Arkansas Democrat-Gazette

Jefferson County JP recovering after club shooting

- JOHN WORTHEN

PINE BLUFF — A Jefferson County justice of the peace is recovering in a Little Rock hospital after being shot in the face early Sunday morning outside a downtown Pine Bluff nightclub.

Lloyd Franklin II, 34, a Pine Bluff resident who represents District 5 on the Quorum Court, was in the club when a fight broke out and moved outdoors where multiple shots were fired.

Jefferson County Judge Dutch King said Monday afternoon that he had spoken with Franklin’s parents, who reported that their son was in good condition.

“He is due for a little surgery [Tuesday], but he is going to be OK,” King said. “It’s certainly a blessing that he came through this all right.
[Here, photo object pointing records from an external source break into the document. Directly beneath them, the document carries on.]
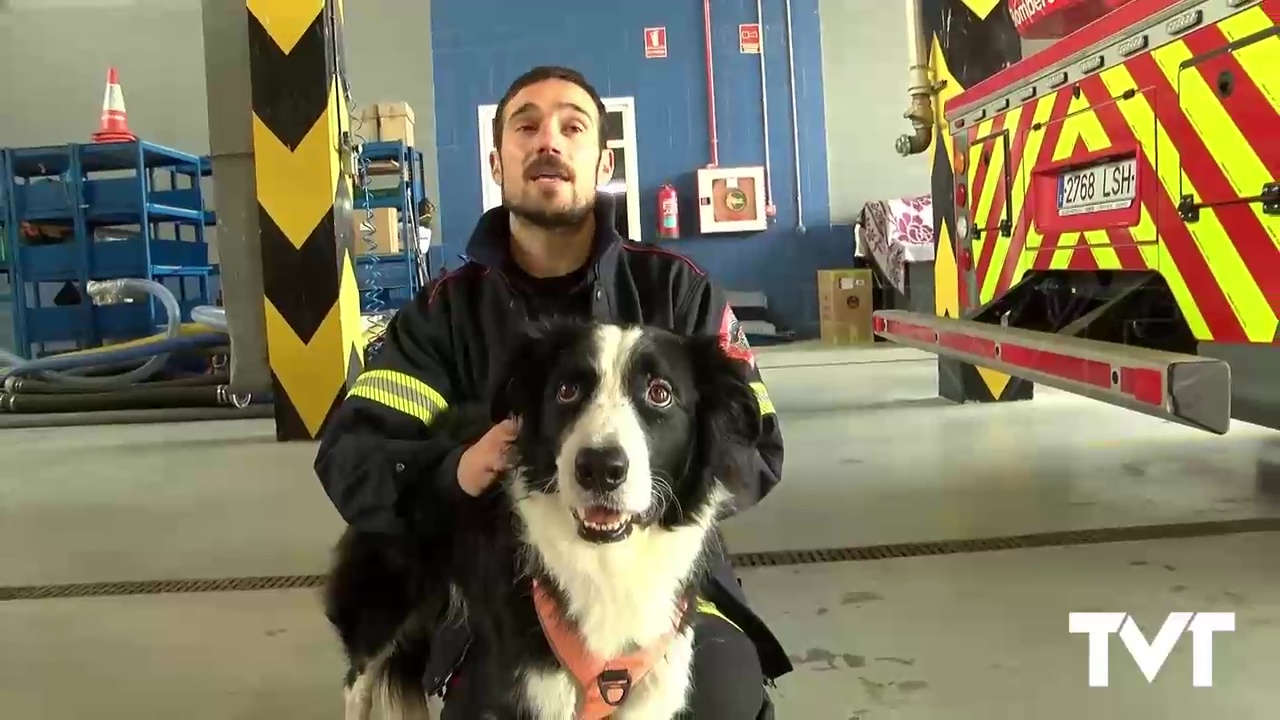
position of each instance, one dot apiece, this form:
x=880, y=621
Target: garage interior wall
x=483, y=45
x=850, y=71
x=864, y=60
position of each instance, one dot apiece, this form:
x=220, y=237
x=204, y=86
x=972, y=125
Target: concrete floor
x=872, y=459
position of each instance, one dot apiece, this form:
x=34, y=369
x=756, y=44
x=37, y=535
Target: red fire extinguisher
x=668, y=213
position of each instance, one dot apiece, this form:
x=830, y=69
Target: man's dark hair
x=539, y=74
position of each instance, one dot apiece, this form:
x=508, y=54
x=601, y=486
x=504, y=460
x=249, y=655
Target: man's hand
x=481, y=463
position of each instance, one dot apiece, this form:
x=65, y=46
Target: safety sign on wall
x=749, y=39
x=654, y=42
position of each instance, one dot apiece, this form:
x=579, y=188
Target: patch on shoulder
x=734, y=338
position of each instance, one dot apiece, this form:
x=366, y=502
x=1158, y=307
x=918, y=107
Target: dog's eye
x=659, y=393
x=567, y=392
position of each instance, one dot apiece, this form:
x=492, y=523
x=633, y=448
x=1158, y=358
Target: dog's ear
x=727, y=402
x=522, y=378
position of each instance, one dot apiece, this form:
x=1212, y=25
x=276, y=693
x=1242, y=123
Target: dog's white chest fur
x=659, y=696
x=620, y=596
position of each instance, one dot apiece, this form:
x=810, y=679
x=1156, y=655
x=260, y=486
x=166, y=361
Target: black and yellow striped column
x=304, y=197
x=969, y=41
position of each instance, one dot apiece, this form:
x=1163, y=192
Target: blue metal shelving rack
x=92, y=192
x=391, y=279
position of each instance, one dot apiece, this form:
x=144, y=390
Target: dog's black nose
x=600, y=468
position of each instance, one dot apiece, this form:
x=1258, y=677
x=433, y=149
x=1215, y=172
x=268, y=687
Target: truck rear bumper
x=1189, y=390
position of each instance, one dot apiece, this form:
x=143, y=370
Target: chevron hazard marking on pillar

The good Lord is watching after him.”

According to a report issued Sunday by the Pine Bluff Police Department, officers were told by two witnesses that they broke up a fight just before 2 a.m. inside a club at 212 E. Fourth Ave.

The fight continued outside, and a witness told police that he discharged pepper spray to “control the crowd,” then shut the club doors to “protect everyone inside” from caustic fumes, according to the report.

A short time later, the witness said he heard “about 20 to 25 gunshots,” then saw Franklin — covered in blood and holding his face — running toward him, according to the report.

The witness said he saw a white car at Third Avenue and Chestnut Street “when

he heard several more shots being fired,” according to the report.

Franklin was transporte­d to the Jefferson Regional Medical Center by private vehicle, then later was transferre­d to a Little Rock hospital.

Police are investigat­ing the fight and shooting.

The club was the location of an earlier altercatio­n involving Antonio Jenkins, 23, who was taken home by family members and found unresponsi­ve Sunday morning on a couch at a house on Florida Street, according to authoritie­s.

Jenkins’ body was taken to the state Crime Laboratory for an autopsy. Police have not said whether the two incidents are connected.

Pine Bluff is no stranger to nightclub violence.

Walter Ashley Jr., 38, died after being shot in the chest just after 3 a.m. outside the III Gables nightclub on Reinhardt Road in November 2011. Two other men were shot but survived. The club has since closed. Earlier this year, Franklin spoke before the Pine Bluff City Council against a proposed ordinance that would have required clubs to close at 1 a.m. instead of 5 a.m., saying the measure would financiall­y hurt the small establishm­ents’ owners.

Police and Pine Bluff Mayor Debe Hollingswo­rth pushed for the law — which failed in a 6-2 City Council vote Aug. 5 — because they said the number of police calls spike 200 percent between 2 and 6 a.m. on weekends.

According to statistics provided in August by the Pine Bluff Police Department, there had been 728 police calls to nightclub addresses since 2010.

Franklin addressed his displeasur­e with the proposed ordinance in advance of opening his own club, telling aldermen that they were “putting on a show of smoke and mirrors” with statistics related to the nightclub calls.

He said in August that some calls, such as one for reckless driving in March outside a club on University Avenue, are “assigned to club addresses but have nothing to do with the clubs themselves.”

Franklin added that “there is no reasonable proof that clubs are contributi­ng to crime in this city.”